In these data migration scenarios, the following considerations are important:
- Storage format conversion: When converting between formats such as Parquet to Avro, factors like compression rates, query performance, and compatibility must be considered.
- Efficient transfer of large volumes of data: Use distributed tools like DistCp or Spark, leveraging parallel processing and network optimization to enhance transfer efficiency.
- Metadata synchronization: Ensure that metadata from the source (such as Hive Metastore) including table structures and partition information, is correctly synchronized and mapped to the target table structures in OceanBase Database.
Related migration documentation
OceanBase provides various solutions for integrating data from the big data ecosystem.
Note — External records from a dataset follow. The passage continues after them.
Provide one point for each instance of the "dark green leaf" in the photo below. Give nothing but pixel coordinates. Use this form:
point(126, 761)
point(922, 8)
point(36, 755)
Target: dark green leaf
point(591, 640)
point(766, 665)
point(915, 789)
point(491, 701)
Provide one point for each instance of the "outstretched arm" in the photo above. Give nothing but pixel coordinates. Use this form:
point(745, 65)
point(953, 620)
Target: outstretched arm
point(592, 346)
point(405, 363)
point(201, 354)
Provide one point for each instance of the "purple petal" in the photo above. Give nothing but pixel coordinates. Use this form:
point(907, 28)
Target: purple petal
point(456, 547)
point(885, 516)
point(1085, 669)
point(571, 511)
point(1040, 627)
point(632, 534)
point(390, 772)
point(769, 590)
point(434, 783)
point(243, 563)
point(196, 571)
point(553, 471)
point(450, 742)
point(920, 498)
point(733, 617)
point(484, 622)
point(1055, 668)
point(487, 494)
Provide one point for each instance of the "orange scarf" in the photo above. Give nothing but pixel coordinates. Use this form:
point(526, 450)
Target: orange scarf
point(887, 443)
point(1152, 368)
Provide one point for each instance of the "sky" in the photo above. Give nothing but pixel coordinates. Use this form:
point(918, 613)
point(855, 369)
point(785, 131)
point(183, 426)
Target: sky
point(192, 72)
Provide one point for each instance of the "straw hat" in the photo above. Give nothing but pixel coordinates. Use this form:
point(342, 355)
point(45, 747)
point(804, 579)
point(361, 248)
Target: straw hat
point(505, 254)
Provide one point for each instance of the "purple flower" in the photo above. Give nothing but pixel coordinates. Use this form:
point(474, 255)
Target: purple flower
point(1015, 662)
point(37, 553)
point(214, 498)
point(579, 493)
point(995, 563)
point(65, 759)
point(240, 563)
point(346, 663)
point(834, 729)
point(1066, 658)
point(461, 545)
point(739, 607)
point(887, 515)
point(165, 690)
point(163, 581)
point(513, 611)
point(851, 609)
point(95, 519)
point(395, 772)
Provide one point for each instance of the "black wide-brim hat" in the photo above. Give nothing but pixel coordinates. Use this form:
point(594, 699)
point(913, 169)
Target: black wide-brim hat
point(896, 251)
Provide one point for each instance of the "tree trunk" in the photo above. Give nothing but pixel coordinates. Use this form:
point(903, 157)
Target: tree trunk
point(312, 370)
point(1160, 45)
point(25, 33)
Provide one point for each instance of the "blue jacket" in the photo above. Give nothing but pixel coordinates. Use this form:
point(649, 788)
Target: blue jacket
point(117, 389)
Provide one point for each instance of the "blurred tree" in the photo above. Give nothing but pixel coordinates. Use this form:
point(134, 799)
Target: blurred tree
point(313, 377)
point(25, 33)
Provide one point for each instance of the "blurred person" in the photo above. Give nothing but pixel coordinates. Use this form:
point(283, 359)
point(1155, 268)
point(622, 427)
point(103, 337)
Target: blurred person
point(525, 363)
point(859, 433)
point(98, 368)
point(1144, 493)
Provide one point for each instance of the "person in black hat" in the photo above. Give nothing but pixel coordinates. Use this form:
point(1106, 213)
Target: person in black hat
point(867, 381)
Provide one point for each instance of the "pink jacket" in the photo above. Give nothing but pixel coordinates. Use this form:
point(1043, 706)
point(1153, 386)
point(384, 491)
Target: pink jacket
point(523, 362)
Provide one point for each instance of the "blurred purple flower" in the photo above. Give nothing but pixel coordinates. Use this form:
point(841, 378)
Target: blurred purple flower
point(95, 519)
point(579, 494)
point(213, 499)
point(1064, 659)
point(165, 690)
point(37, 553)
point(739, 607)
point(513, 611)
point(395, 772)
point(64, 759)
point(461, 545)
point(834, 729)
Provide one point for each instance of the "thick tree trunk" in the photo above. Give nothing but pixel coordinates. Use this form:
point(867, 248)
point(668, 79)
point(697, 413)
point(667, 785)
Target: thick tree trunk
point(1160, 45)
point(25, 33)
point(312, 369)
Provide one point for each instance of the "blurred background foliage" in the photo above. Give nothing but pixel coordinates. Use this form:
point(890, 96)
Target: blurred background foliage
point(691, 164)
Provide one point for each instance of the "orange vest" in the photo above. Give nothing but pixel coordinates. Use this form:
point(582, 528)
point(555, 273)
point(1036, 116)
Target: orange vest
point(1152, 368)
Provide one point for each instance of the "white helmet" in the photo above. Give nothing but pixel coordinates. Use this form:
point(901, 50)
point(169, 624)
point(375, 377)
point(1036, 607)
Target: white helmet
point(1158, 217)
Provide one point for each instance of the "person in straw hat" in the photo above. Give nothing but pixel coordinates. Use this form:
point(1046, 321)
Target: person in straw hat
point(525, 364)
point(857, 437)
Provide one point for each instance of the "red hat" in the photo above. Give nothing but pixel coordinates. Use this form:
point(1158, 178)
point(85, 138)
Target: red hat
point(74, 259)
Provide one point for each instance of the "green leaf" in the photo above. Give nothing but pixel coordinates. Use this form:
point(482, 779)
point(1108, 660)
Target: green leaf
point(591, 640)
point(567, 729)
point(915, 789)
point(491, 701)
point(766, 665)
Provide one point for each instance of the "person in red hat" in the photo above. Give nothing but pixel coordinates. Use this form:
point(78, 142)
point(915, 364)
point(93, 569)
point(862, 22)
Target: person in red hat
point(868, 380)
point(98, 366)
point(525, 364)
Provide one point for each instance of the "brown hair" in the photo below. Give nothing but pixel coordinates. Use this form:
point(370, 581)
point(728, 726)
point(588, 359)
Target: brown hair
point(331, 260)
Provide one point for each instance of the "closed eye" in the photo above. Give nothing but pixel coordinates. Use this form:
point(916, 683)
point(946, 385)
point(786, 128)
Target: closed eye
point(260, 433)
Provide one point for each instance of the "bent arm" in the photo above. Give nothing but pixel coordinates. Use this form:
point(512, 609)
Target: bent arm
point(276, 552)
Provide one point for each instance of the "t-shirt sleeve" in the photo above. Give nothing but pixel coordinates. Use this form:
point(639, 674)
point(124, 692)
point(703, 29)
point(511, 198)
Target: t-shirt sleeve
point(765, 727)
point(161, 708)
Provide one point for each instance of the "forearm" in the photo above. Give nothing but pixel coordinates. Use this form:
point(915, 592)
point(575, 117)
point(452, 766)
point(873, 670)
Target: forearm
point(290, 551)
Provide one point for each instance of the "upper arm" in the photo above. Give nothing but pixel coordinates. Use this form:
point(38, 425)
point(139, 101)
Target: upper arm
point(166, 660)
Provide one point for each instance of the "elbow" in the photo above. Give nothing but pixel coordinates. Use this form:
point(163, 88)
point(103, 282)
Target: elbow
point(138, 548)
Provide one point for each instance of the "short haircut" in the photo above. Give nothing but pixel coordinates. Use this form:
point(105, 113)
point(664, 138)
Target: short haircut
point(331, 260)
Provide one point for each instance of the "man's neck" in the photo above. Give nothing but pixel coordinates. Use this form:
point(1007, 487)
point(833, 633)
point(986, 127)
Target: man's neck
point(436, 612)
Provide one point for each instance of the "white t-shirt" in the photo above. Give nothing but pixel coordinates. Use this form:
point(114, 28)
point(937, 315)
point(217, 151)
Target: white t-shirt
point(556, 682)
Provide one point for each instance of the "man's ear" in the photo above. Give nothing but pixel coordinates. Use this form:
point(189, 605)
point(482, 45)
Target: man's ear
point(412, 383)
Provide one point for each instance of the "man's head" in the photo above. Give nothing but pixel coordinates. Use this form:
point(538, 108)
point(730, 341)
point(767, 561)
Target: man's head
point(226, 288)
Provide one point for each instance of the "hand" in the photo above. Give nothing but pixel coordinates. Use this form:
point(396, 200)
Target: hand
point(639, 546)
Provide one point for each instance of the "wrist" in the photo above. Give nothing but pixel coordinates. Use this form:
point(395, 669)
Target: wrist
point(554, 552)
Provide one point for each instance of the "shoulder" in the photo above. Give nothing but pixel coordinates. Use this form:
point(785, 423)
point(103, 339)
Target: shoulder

You can refer to the corresponding migration operation documentation based on the type of data source:
Migrate data from a Hive data warehouse
Hive, a commonly used data warehouse, supports the following two migration methods:
- Migrate Hive data using OMS Community Edition
- Migrate Hive data using OBLoader
Migrate data from an HBase database
HBase, a distributed NoSQL database, supports the following migration method:
- Migrate HBase data using OMS Community Edition
Migrate data from files
For data stored in file systems, various formats can be migrated:
- Migrate ORC/Parquet/CSV files using OBLoader
Migrate data from Alibaba Cloud AnalyticDB for MySQL
You can use the data migration feature in the Alibaba Cloud OceanBase Database console to migrate data from Alibaba Cloud AnalyticDB for MySQL:
- Migrate data from an AnalyticDB for MySQL instance to a MySQL-compatible tenant of OceanBase Database
Migrate data from a StarRocks database
Scenario 1: Synchronize data for consistency
The data in RDS (Relational Database Service) and StarRocks is completely consistent, but they serve different purposes (RDS for OLTP and StarRocks for OLAP analytics).
- Migration solution: Refer to Migrate heterogeneous data.
Scenario 2: Synchronize data with differences
The data in StarRocks is not completely consistent with that in RDS. For example: - StarRocks stores historical data for a longer period. - StarRocks data has been processed using tools like Flink (such as aggregation, ETL, and addition of new calculated fields).
As a high-performance analytical database, StarRocks is recommended for migration using the Flink-OMT tool.